- 1972 Dahomeyan coup d'état: Part of the Cold War
| Date | 26 October 1972 |
| Location | Porto-Novo, Republic of Dahomey6°29′50″N 2°36′18″E﻿ / ﻿6.49722°N 2.60500°E |
| Result | Coup attempt successful with minimum disruption Presidential Council removed from power; Major Mathieu Kérékou assumes control, reorganizes the government and renames the country the People's Republic of Benin; |

Belligerents
- Government of the Republic of Dahomey Presidential Council; ;: Army faction Ouidah garrison; ;

Commanders and leaders
- Hubert Maga Justin Ahomadégbé-Tomêtin Sourou-Migan Apithy: Mathieu Kérékou Janvier Assogba Michel Aïkpé Michel Alladayè
- Casualties and losses: No casualties reported.

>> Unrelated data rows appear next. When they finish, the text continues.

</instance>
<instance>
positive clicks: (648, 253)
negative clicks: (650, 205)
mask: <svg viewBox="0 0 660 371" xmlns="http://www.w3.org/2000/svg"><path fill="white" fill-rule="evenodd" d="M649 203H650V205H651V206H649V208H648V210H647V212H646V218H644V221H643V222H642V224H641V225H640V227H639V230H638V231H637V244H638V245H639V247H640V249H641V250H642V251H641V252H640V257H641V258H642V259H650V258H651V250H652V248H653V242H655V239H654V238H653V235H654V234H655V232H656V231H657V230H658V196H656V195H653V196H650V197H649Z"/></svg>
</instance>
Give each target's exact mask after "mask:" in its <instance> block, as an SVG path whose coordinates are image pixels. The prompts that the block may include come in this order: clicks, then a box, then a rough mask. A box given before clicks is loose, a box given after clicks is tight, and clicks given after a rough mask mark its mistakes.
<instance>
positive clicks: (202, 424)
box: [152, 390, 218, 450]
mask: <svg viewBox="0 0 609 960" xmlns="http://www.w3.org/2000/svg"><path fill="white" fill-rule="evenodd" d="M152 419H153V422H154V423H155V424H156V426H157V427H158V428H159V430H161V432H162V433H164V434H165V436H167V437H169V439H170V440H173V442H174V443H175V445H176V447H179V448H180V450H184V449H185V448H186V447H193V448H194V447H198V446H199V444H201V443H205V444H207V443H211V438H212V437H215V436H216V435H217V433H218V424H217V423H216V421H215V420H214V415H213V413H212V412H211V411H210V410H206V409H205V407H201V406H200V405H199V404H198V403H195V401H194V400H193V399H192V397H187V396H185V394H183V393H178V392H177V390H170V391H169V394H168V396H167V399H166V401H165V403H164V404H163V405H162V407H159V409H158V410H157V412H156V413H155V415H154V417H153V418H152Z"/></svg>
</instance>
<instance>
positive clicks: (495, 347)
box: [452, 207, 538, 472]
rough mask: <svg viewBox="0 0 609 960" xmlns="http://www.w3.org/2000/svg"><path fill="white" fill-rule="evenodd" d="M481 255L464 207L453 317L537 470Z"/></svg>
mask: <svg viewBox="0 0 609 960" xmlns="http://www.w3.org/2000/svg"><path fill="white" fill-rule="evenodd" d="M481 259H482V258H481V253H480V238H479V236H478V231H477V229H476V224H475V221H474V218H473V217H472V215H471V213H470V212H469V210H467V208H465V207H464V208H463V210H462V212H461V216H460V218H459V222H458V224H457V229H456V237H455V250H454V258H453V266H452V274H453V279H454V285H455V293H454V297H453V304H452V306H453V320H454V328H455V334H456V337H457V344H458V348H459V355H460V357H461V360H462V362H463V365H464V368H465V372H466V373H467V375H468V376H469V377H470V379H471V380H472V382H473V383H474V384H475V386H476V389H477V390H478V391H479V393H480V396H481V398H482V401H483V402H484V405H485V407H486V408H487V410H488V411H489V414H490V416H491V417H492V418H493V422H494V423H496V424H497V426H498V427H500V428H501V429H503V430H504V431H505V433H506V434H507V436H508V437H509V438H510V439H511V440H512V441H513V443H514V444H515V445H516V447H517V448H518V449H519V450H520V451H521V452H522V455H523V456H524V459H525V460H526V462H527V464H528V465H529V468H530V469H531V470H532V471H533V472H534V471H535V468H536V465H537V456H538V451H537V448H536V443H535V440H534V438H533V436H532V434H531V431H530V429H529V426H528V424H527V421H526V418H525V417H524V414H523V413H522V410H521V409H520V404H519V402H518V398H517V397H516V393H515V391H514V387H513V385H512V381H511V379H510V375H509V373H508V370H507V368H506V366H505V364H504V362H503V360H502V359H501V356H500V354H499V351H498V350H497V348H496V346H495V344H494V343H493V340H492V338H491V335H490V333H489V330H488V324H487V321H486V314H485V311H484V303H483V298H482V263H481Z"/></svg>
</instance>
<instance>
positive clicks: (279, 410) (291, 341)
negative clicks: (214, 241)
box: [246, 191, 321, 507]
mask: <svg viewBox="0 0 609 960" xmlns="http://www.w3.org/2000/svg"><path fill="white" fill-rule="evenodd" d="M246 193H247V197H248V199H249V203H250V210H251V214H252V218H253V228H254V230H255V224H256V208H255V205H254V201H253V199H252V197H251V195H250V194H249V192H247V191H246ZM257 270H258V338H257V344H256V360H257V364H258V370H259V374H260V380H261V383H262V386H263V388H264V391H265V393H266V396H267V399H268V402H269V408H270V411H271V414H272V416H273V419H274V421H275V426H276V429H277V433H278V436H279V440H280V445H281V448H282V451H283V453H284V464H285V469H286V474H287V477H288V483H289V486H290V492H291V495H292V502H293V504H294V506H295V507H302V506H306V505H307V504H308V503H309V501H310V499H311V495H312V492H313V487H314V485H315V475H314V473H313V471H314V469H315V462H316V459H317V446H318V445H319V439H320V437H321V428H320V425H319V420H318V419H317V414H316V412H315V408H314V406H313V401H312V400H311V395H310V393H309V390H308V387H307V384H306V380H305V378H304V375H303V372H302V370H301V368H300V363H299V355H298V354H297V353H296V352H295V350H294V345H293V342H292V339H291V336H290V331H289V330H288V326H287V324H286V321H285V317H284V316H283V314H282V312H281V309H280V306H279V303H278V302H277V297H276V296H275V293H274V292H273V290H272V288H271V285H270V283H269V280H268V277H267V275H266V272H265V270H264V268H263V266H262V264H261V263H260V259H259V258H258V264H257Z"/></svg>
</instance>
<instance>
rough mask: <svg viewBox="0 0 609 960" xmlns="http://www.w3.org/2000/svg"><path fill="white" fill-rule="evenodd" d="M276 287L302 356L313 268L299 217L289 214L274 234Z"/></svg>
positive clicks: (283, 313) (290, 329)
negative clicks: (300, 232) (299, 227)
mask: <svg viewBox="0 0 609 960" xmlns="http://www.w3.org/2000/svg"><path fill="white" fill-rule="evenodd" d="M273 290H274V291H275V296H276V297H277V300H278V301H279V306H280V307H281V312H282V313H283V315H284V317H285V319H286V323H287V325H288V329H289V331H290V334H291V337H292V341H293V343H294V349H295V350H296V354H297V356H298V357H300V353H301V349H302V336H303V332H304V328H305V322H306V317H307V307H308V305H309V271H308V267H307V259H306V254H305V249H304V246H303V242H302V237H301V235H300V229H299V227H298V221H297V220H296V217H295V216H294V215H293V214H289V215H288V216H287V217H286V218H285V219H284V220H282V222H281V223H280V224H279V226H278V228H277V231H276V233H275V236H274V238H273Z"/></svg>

= 1972 Dahomeyan coup d'état =

Military overthrow of the Presidential Council by Mathieu Kérékou

The 1972 Dahomeyan coup d'état was a military coup staged on 26 October 1972 by Major (later General) Mathieu Kérékou, who took control of the Republic of Dahomey and ended a system of government established following the annulled 1970 presidential election, in which three members of the Presidential Council (Hubert Maga, Justin Ahomadégbé-Tomêtin and Sourou-Migan Apithy) were to rotate in power. Ahomadégbé-Tomêtin served as the Chairman at the time of the coup.

==The coup==
The coup was launched by soldiers of the Ouidah garrison and occurred during a Presidential Council meeting between Maga and Ahomadégbé-Tomêtin. According to reports at the scene, soldiers abruptly arrived in the Cabinet room of the Presidential Palace in the capital Porto-Novo and started firing bullets, but no one was injured. Kérékou led the first armed company of soldiers to break into the meeting, where he declared the end of the Presidential Council. Kérékou announced the coup on national radio (which later become ORTB) by saying that the "three headed figure [was] truly a monster" beset by "congenital deficiency...notorious inefficiency and...unpardonable incompetence." Similarly to the 1963 coup d'état led by Christophe Soglo, the coup was viewed favorably by much of the population of the country. Kerekou named himself the new head of state, appointing military officers to the various ministerial posts.

==Aftermath==
The members of the Presidential Council and other prominent political figures were arrested and imprisoned or placed under house arrest until 1981. After they were released from house arrest in 1981, Maga, Ahomadégbé-Tomêtin, and Apithy all moved to Paris.

===Ideological changes===
Kérékou proclaimed the formal accession of his government to Marxism–Leninism on 30 November 1974, in a speech before an assembly of stunned notables in the city of Abomey. He soon aligned Dahomey with the Soviet Union and the Eastern Bloc. Finally, Kérékou declared the end of the Republic of Dahomey and the establishment of the People's Republic of Benin on 30 November 1975, named after the Kingdom of Benin that had once flourished in the south-central part of neighboring Nigeria. The People's Revolutionary Party of Benin (PRPB), designed as a vanguard party, was created on the same day as the country's only legal party.